Wien. Das verpflichtende Kindergartenjahr, das es seit 2010 gibt, habe zu "ganz deutlichen Verbesserungen" bei den Deutschkenntnissen angehender Erstklässler geführt, berichtet Rupert Corazza, Bezirksschulinspektor für den
17. Wiener Gemeindebezirk. Dies sei das Feedback der Direktoren nach den Schuleinschreibungsgesprächen. Bereits bei den diesjährigen Erstklässlern habe sich in Wien der beitragsfreie Kindergartenbesuch von 2009/10 bemerkbar gemacht, den etliche Eltern genützt hätten.

Hernals ist einer jener Wiener Bezirke, in denen manche Kindergartengruppen mehr als 90 Prozent Kinder mit nicht-deutscher Muttersprache haben, berichtet Katrin Großauer, Projektleiterin der Stadt Wien für den Bereich Sprachförderung in Kindergärten.

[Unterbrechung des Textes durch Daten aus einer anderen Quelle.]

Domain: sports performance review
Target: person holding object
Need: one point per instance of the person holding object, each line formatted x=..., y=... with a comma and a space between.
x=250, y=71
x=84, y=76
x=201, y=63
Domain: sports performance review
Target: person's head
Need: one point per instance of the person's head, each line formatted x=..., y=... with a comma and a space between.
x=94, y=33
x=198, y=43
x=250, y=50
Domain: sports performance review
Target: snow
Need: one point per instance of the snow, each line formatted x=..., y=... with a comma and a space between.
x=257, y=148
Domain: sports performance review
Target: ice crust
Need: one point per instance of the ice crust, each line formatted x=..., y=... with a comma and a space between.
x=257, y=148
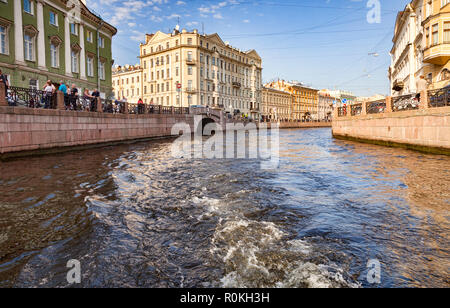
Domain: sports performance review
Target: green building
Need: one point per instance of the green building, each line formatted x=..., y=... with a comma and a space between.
x=56, y=40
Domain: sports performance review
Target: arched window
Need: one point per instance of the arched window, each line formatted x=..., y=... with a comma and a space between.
x=445, y=75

Ähnlich sei die Situation im 2., 10., 11., 15., 16., 20., 21. und
22. Bezirk. Großauer betont: Dass ein Kind eine andere Erstsprache habe, bedeutet aber nicht, dass es Deutsch nicht oder nur schlecht spreche.

Wie viele Kinder genau eine andere Muttersprache haben, wird offiziell nicht erhoben, berichtet Michaela Zlamal, Sprecherin von Bildungsstadtrat Christian Oxonitsch. Großauer wie Zlamal heben allerdings hervor: 10 bis 15 Prozent der Kinder, die Sprachförderung erhalten, haben Deutsch als Muttersprache. Sie kommen meist aus sozial niedrigen Schichten, so Großauer. Insgesamt erhalten heuer wienweit 5258 Kinder Deutschförderung von 99 Sprachförderassistenten.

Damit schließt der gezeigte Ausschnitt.